When I was publishing, I steered clear of anything post-1960s and pre-whatever year we were in. This was partly because I have a problem with calling my own lifetime history, but mainly for marketing reasons. Ask any bookseller where they shelve a book set in 1998.
In fact, when we were starting out and ran an X-Factor-style contest to find our launch titles (do you have X-Factor in the US?) one of the finalists was rejected purely on that basis: it was one of the best of the bunch: well-written, tightly plotted, with great characters and... you get the picture; but it was set in the 1990s, for reasons which made it impossible to rework into the 2000s.
But I’m now beginning to wonder if, as a marketing strategy, this is becoming outdated. The speed of progress seems to be increasing exponentially; my three-year-old laptop is practically an antique. And the publishing world has changed out of all recognition, even in the two years or so since I moved on. In my last year at the helm of a small indie, eBooks accounted for such a tiny proportion of the big companies’ sales that little guys like me could afford to ignore them. Today, the UK’s last remaining bookshop chain has reported an operating loss of many millions; add that to the way indie bookshops continue to tumble like dominoes and look for a cause, and the answer has to be... eBooks.
And the assault of technology on the book trade must have had an effect on the average age of readers. The reading demographic used to be something of a mantra. How did it go? Eighty per cent of books are bought by women between the ages of forty-five and seventy; and eighty per cent of library members are over sixty. I don’t know how accurate that was, but someone must have gone to the trouble of studying the marketplace, so surely there was some truth in it.

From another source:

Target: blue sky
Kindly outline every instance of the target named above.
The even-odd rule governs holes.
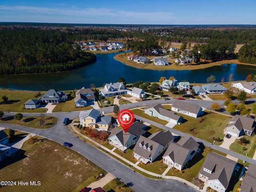
[[[1,0],[0,22],[256,24],[255,0]]]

But now that so much reading is done not from a thick chunk of paper you keep in your backpack, but from a gadget you carry in your pocket, are those numbers changing? I know a lot of 60-plus people who have an aversion to gadgets, but I can’t think of a single acquaintance under 40 who doesn’t carry a mobile phone. To be fair, a lot of those over-60s do too, and some of them even own e-readers; but the level of resistance to technology does seem to rise in proportion with age.

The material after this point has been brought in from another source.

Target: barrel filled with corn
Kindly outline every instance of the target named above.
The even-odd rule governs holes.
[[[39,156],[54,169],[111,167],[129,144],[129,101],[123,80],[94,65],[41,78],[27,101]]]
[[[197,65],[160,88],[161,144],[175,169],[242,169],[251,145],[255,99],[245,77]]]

I’m sure I’ll get lots of protests along the lines of ‘My 90-year-old mother is part of an online poker syndicate, and Skypes me every day from her iPad’; I’m equally sure that mother exists, and more power to her. All I’m saying is she’s not in the majority among her age group. My point is that the marriage of reading and technology has given reading a new spin, indeed a new buzz, which possibly makes it more appealing to younger generations.
Which, in turn, means that history can begin more recently than thirty-five years ago. To me, a play set in the 1960s doesn’t quite qualify as period drama. To someone born in the 1990s, 1980 is a whole different world.